Keywords: LLM, RLHF, Reward Hacking, Debias
Abstract: Reward models (RMs) are crucial in reinforcement learning from human feedback (RLHF) to align large language models (LLMs) with human values. However, RM training data is commonly recognized as low-quality, always containing preference conflicts and inductive biases, such as response length or speaking style, which can easily lead to reward overfitting and hacking. A few recent RM debiasing methods either target merely a single specific type of preference bias or only address simple linear bias relations such as Pearson coefficients.

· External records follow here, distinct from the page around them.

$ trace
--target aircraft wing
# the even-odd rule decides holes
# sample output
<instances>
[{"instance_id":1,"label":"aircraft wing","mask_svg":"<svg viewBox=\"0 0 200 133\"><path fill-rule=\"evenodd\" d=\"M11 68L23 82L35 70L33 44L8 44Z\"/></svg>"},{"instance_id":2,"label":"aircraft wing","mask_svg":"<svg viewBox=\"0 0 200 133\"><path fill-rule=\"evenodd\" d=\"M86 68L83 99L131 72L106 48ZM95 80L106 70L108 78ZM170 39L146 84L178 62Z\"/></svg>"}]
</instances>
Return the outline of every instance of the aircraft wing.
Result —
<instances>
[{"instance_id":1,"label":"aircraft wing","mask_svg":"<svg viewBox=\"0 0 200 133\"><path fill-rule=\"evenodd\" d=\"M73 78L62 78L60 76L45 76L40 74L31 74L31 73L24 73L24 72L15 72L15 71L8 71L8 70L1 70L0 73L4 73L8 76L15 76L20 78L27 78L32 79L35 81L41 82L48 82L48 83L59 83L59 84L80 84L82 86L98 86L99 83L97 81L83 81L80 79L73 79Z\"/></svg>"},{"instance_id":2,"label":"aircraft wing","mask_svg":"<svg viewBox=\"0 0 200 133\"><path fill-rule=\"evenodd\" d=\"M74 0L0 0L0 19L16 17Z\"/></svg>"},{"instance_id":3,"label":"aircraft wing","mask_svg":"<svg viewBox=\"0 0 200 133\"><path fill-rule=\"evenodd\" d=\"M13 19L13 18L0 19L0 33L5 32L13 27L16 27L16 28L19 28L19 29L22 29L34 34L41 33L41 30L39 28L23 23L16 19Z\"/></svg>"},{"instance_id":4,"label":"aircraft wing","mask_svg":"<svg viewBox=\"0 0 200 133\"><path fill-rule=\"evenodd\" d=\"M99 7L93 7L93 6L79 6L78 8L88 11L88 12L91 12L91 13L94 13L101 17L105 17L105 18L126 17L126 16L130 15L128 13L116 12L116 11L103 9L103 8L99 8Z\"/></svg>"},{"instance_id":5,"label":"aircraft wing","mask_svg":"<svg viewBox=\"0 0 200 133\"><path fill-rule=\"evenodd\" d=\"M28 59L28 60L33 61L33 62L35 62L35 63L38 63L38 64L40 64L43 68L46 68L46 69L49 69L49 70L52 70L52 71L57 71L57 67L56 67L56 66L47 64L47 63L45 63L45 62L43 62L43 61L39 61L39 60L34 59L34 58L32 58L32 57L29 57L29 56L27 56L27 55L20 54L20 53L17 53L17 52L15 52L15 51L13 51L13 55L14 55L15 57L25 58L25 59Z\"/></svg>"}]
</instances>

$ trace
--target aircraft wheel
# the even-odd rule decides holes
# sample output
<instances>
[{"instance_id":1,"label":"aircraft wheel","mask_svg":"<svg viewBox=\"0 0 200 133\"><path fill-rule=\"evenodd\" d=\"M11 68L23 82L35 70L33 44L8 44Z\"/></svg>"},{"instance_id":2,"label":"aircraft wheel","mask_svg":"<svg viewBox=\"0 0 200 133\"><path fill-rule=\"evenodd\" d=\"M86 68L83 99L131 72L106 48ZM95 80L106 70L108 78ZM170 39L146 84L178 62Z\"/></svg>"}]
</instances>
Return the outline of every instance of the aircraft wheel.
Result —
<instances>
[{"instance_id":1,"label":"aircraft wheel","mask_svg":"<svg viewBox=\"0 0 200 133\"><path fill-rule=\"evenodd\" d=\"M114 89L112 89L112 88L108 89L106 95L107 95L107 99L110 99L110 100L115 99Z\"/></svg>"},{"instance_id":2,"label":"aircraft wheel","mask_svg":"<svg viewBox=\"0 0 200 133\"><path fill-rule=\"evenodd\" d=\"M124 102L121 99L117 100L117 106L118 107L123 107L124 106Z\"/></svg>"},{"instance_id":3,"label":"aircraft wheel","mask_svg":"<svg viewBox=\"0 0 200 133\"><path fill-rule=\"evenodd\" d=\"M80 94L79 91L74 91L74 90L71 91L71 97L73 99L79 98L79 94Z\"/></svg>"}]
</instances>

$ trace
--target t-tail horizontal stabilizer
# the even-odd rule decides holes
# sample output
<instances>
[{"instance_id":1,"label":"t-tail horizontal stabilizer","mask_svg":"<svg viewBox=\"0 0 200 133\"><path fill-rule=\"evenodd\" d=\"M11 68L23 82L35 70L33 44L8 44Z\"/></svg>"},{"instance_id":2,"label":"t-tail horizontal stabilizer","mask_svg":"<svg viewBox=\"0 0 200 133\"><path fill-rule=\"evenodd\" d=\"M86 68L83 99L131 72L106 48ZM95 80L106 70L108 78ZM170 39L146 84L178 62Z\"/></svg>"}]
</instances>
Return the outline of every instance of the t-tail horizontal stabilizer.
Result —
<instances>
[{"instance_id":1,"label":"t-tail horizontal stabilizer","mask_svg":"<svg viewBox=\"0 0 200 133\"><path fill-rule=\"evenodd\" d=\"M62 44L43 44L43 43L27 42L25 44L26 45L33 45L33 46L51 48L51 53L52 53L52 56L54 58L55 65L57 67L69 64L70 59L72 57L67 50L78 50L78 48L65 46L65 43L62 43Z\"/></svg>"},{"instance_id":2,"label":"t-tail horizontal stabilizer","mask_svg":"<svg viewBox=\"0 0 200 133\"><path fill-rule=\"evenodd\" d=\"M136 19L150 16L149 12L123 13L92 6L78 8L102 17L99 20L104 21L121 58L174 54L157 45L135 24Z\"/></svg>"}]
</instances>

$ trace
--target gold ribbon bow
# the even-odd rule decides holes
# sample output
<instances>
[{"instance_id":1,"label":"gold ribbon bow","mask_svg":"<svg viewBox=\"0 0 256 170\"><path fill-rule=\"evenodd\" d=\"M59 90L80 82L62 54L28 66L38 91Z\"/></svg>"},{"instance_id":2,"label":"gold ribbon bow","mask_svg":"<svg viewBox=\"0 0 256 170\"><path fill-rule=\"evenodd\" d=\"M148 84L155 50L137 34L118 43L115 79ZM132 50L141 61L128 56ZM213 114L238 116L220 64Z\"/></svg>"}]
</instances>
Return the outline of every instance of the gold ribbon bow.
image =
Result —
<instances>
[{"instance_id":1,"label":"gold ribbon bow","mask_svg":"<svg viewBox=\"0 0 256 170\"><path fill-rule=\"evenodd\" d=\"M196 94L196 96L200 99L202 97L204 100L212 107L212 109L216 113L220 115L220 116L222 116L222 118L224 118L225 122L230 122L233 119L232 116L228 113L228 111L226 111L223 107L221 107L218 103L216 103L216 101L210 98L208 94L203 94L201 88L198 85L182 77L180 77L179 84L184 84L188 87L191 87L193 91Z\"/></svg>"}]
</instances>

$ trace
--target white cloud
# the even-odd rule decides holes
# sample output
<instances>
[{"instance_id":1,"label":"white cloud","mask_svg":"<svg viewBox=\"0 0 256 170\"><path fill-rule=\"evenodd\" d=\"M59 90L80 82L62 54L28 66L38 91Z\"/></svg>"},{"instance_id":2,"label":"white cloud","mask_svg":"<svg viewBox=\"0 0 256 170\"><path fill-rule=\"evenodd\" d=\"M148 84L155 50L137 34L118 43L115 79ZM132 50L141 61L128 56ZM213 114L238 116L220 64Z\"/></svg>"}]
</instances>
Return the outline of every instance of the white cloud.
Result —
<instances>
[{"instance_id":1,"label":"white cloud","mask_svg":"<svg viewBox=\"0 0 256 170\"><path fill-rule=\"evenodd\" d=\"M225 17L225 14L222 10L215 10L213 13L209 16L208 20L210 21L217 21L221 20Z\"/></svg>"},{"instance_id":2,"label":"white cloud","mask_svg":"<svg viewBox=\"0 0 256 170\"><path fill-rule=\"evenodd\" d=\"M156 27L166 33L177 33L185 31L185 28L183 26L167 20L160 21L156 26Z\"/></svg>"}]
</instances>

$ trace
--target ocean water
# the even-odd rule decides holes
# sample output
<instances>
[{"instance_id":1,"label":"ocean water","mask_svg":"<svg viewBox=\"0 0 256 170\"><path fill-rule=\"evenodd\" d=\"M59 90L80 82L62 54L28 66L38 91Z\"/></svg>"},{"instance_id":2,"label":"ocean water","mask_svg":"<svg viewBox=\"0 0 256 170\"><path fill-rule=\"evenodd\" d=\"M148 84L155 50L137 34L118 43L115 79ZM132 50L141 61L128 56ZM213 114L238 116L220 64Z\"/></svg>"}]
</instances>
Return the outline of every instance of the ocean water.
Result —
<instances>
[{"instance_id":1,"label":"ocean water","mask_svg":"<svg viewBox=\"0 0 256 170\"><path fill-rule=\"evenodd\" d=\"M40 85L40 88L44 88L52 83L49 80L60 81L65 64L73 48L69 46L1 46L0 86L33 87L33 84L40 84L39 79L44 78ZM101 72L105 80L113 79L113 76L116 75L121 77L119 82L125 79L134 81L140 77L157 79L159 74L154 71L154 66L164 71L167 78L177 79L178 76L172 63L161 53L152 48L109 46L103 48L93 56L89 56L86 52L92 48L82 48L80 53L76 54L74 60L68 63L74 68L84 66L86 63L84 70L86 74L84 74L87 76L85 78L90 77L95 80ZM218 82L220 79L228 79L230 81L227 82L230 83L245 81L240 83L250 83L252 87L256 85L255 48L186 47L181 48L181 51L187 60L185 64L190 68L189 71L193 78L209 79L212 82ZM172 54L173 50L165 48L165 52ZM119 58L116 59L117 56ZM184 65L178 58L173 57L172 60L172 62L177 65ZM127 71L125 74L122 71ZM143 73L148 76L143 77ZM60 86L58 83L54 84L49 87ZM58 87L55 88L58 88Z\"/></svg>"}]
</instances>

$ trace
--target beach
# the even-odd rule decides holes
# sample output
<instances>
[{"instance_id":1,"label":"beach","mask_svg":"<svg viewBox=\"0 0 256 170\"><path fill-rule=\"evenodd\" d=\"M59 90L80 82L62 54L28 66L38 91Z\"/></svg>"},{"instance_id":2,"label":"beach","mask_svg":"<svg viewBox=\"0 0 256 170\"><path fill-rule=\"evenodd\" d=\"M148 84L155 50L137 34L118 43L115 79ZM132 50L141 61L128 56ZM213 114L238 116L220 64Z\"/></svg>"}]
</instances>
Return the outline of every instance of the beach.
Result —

To mitigate more complicated inductive bias of reward modeling, inspired by the information bottleneck, we introduce a novel information-theoretic debiasing method called **D**ebiasing via **I**nformation optimization for **R**M (DIR). More specifically, our method trains RMs by maximizing the mutual information (MI) between preference prediction and input response pairs, while minimizing the MI between RM outputs and biased attributes of preference inputs. With the theoretical justification of information theory, DIR can handle different types of bias with more comprehensive non-linear correlations, enlarging its real-world application scenarios. In experiments, we verify the effectiveness of DIR with three types of inductive biases: response length, sycophancy, and format. Based on the numerical results, we discover that DIR can not only effectively diminish target inductive biases but also improve RLHF performances on various benchmarks with better generalization abilities.
Supplementary Material: zip
Primary Area: probabilistic methods (Bayesian methods, variational inference, sampling, UQ, etc.)